Heike Wünsch |
Ein Pferd mit Klasse, Rasse, Temperament. Anhänglich, sanftmütig und sensibel. Ein Vollblut. So gedacht und schon gekauft: mein kleiner Araber. Aber, ach, wer hätte all der Vorurteile gedacht, die uns schon von erster Stund' an erwarteten.
Dabei begann alles so einfach: mein kleines Vollblut verließ lebend den Hänger, als es bei mir ankam. Flugs wurde das erst vor drei Wochen von einer Geschlechtsumwandlung heimgesuchte, vierjährige Vollblut in sein neues Nachtquartier überführt. Das Vollblut begrüßte seinen warmblütigen Nachbarn mit kräftigen Tritten gegen die Boxenwände, und so begann das Trauerspiel: "Typisch Vollblut, das gewöhnst Du ihm nie ab!" informierte mich der Stallbesitzer wissend über mein neues Pferdchen. Ein schüchterner Hinweis meinerseits auf noch nicht vollständig abgelegte Hengstmanieren wurde geflissentlich überhört. "Typisch Vollblut! Die sind alle malle im Hirn!".
Mein Vollblut entwickelte eine Ausschlagtechnik zu seiner Spezialität, die seinen Ruf nachhaltig schädigte. So trat sein warmblütiger Weidekumpel brav nach hinten aus und zierte die Vorderbrust meines Vollbluts gleichmäßig rechts und links mit sauberen Hufabdrücken, während mein Vollblut, hinterlistig und verschlagen, kurze, kräftige Tritte mit den Vorderbeinen austeilte. Diese landeten von Zeit zu Zeit in Weidezäunen holziger oder stromhaltiger Natur, welche dann dazu neigten, entzwei zu gehen. Der Stallbesitzer sah das mit Zorn in den Augen und stellte empört fest: "Typisch Vollblut! Der ist ja malle im Hirn!"
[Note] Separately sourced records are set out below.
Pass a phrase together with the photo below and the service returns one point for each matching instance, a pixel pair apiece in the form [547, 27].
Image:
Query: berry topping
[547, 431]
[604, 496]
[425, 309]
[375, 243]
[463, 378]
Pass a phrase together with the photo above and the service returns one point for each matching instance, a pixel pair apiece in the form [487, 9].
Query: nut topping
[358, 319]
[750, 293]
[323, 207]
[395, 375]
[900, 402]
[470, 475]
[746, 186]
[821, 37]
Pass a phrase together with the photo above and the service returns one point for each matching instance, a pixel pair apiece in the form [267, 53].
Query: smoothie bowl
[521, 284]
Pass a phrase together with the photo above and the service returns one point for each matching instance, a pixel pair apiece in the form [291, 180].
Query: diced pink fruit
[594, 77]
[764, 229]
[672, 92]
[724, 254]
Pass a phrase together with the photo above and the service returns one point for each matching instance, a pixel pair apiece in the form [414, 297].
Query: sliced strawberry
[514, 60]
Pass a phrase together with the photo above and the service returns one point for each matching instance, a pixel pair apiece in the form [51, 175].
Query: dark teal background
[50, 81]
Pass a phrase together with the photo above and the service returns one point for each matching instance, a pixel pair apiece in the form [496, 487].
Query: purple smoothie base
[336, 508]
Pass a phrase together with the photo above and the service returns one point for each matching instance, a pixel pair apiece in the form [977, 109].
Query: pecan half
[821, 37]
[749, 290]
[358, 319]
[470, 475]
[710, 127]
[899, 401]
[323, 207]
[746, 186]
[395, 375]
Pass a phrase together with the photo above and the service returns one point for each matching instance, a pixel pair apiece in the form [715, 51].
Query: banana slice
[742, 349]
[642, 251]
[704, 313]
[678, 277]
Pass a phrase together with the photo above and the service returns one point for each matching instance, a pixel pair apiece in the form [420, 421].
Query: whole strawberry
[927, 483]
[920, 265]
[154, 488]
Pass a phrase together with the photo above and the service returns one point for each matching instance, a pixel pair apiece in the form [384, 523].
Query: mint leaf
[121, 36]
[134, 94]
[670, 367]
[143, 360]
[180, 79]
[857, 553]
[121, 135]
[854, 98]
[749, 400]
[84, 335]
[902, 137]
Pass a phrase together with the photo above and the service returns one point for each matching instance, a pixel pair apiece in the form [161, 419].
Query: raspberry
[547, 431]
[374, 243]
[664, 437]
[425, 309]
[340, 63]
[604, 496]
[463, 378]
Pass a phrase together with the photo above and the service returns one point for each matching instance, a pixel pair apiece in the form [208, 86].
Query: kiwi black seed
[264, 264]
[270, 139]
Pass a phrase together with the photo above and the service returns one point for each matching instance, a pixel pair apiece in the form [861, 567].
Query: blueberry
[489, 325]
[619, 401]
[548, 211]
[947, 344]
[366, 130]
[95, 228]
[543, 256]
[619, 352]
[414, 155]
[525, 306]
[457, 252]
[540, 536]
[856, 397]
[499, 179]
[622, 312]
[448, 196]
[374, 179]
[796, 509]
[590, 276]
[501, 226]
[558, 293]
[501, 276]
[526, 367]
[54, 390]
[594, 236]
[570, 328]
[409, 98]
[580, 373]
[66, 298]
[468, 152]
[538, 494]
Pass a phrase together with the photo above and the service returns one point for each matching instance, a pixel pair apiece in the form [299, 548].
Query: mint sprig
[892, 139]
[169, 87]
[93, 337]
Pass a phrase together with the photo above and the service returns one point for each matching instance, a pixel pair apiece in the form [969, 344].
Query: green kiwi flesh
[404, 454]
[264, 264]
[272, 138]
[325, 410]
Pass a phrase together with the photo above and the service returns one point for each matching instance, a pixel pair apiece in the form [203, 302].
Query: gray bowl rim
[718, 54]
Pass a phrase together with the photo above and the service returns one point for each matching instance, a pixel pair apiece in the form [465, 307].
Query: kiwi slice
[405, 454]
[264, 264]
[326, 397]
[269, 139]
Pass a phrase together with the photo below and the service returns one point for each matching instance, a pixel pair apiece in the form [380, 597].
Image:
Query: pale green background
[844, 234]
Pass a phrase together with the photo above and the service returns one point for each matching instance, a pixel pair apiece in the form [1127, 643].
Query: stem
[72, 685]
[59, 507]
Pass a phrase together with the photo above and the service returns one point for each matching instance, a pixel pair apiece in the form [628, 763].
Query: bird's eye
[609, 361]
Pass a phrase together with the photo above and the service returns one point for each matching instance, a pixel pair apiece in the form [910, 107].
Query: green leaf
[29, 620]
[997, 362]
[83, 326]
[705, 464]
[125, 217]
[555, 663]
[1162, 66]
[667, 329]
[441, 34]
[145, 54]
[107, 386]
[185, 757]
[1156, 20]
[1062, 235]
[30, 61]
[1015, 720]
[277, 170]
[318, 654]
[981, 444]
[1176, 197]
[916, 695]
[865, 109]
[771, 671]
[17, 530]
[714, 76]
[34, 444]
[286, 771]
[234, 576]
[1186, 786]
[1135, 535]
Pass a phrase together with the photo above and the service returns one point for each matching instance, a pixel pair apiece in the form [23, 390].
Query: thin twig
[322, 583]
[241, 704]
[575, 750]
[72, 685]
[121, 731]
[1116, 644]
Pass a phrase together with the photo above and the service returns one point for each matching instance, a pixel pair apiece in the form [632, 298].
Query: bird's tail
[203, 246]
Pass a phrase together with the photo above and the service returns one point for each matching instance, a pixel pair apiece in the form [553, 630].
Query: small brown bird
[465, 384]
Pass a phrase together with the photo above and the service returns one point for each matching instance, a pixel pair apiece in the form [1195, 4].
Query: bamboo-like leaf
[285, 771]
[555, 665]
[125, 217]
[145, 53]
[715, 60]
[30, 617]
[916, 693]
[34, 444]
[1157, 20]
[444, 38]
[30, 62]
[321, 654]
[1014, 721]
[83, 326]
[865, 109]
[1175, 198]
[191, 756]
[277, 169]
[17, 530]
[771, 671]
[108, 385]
Inzwischen war mein malles Vollblut so weit zu kontrollieren, daß wir einen Ausritt mit einem warmblütigen Kumpel nebst Reiter wagen konnten. Der Weg sollte uns über eine Autobahnbrücke in den großen Wald führen. Ja, ja, die Autobahnbrücke. Der warmblütige Kumpel regte sich schon bei Annäherung auf fünfhundert Meter zu der Brücke so dermaßen auf, daß wir den Versuch einer Überquerung vorzeitig abbrechen mußten. Wir ritten trotzdem noch an anderer Stelle über ein Stoppelfeld bis an die Autobahn heran, wo mein Vollblut die vorbeirasenden LKWs vorsichtig, aber interessiert besichtigte. Lange Zeit blieb ihm dazu aber nicht, da das Warmblut kurz vor einem Nervenzusammenbruch stand. Also machten wir uns auf den Heimweg und trabten gemütlich an einem Weizenfeld entlang. Fünfzig Meter vor uns wuchs ein großer Büschel gelb-weiß blühender Kamille am Feldrand. Mein Vollblut stockte im Takt, zuckelte, und drängte seinen warmblütigen Kumpel ab, um den Blütenbüschel mit einem großen Bogen zu umgehen. "Typisch Vollblut!" brüllte der Reiter des Warmbluts mit eingebauter Autobahnphobie, "das gewöhnst Du ihm nie ab, die sind eben malle im Hirn!"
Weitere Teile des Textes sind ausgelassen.